The 22-year-old Hakuho, who two weeks ago became the 69th yokozuna in history and third-youngest wrestler to achieve the revered rank, won all five of his matches today to advance to the title match against day one champion Asashoryu.

The titans locked up and jostled for position. They spun around a couple times before Hakuho powerfully forced his countryman to the corner about 30 seconds into the bout. Asashoryu tried to push back, but he skidded several feet before passively stepping out of the ring near his water bucket.

It was a rematch of the first day's final, where Asashoryu lifted Hakuho out.

Fans cheered Hakuho as he held the giant trophy. Sumo hasn't had two grand champions competing at the same time since November of 2003 when Asashoryu shared the rank with Hawaii's Musashimaru.

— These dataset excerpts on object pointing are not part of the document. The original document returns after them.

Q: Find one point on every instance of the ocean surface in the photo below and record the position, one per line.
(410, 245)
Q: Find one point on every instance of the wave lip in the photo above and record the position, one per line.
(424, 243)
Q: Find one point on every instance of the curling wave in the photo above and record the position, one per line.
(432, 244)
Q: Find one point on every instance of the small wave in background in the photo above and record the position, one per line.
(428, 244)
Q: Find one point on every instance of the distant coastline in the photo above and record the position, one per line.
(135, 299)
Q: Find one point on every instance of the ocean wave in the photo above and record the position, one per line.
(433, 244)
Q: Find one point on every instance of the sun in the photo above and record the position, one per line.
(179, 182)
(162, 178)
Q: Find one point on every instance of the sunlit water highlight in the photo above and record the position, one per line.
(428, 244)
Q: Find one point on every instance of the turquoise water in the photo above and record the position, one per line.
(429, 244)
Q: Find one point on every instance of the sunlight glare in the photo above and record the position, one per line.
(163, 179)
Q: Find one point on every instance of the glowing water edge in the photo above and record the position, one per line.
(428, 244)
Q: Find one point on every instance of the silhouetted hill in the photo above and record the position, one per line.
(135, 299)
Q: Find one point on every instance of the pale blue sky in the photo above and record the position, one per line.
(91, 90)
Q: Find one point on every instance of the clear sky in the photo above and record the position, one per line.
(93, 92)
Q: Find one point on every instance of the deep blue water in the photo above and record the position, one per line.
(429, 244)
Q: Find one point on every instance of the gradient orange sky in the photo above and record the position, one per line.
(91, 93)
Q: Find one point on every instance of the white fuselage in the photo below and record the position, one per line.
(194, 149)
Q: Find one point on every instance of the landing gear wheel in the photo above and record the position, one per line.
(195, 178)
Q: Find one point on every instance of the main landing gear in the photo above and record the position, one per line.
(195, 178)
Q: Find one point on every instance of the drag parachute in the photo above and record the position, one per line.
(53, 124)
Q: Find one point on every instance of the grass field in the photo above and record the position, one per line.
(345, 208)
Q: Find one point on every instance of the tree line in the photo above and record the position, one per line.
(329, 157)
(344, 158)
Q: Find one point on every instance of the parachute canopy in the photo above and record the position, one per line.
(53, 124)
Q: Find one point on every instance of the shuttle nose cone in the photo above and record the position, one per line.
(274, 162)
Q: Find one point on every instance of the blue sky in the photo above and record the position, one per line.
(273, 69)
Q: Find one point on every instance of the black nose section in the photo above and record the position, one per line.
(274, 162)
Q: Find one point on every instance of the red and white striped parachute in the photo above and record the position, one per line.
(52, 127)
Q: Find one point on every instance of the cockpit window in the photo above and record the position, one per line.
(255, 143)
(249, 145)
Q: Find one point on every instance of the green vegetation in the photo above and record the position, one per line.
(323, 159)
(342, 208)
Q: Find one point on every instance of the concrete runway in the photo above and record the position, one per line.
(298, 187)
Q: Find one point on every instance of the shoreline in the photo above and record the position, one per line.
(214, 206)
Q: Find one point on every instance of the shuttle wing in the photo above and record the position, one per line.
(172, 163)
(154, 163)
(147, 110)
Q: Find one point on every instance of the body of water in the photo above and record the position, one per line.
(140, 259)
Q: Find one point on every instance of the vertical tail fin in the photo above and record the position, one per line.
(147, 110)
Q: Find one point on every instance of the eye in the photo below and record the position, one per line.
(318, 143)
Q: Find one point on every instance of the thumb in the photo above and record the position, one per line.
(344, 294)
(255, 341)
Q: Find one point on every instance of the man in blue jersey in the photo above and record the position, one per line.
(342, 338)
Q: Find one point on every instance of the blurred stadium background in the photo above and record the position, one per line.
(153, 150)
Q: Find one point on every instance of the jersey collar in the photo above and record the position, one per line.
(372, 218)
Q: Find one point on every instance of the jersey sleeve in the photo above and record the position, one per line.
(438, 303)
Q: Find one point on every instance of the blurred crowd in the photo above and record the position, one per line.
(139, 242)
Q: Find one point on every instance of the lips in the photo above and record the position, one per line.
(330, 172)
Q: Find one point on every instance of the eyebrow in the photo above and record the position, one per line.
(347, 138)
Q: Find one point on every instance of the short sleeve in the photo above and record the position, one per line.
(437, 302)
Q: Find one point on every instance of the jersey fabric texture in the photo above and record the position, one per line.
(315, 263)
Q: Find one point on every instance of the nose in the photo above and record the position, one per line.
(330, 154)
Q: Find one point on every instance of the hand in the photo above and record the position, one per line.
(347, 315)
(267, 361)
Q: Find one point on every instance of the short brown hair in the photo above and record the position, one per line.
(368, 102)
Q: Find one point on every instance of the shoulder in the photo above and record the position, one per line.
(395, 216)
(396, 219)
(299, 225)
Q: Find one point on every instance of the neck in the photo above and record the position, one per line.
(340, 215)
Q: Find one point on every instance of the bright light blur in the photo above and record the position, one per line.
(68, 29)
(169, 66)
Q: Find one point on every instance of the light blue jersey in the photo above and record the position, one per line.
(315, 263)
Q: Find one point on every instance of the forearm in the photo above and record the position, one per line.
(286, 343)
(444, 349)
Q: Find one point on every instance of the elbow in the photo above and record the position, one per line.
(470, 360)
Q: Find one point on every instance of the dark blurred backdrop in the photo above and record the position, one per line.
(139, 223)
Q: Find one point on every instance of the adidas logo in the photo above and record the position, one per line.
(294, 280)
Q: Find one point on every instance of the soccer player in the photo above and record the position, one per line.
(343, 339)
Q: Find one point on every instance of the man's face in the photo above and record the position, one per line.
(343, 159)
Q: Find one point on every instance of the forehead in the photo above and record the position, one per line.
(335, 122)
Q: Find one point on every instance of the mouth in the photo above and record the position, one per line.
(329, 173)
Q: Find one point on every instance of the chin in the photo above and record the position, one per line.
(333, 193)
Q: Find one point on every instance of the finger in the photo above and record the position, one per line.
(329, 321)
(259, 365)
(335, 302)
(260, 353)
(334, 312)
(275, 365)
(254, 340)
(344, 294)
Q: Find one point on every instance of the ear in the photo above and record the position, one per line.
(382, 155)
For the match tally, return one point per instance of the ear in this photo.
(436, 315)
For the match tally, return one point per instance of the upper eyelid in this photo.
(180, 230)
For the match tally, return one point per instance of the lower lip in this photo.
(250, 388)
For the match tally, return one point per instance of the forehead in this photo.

Hakuho defeated Russian Roho and four fellow Mongolians — Ama, Ryuoh, Kyokutenhou and Kakuryu — to claim the day-two title, or the Governor's Cup. In the finals, he defeated the surging sekiwake Ama, one of the smallest men in the elite 40-man field at 275 pounds.

The average size was 335 pounds.

Hakuho patiently withstood a charge and a flurry of palm thrusts to the neck and head from Ama before slamming him to the ground. Ama advanced by upsetting the much larger Kotooushu, who is 6-foot-8 and 334 pounds.

Ama faked high then grabbed one of the ozeki's legs, tripping up the giant. Ama also defeated Republic of Georgia's Kokkai, South Korean Kasugaoh and Miyabiyama, a former college sumo champion from Ibaraki, Japan.

Asashoryu, coming off a disappointing 10-5 showing at last month's Summer Grand Sumo Tournament in Tokyo, was pushed out of the ring by maegashira Kokkai in the second round. But Asashoryu already clinched a spot in the grand title match with his first day performance.

Ryuoh upset two higher-ranked opponents en route to the semifinals, ozeki Kaio in the quarterfinals and komusubi Toyonoshima in the first round.

Hundreds of enthusiastic fans from Japan attended the exhibition single-elimination tournament, which was the first sanctioned grand event in the U.S. since Las Vegas two years ago.

The last sumo tournament to be held in Hawaii was 1993.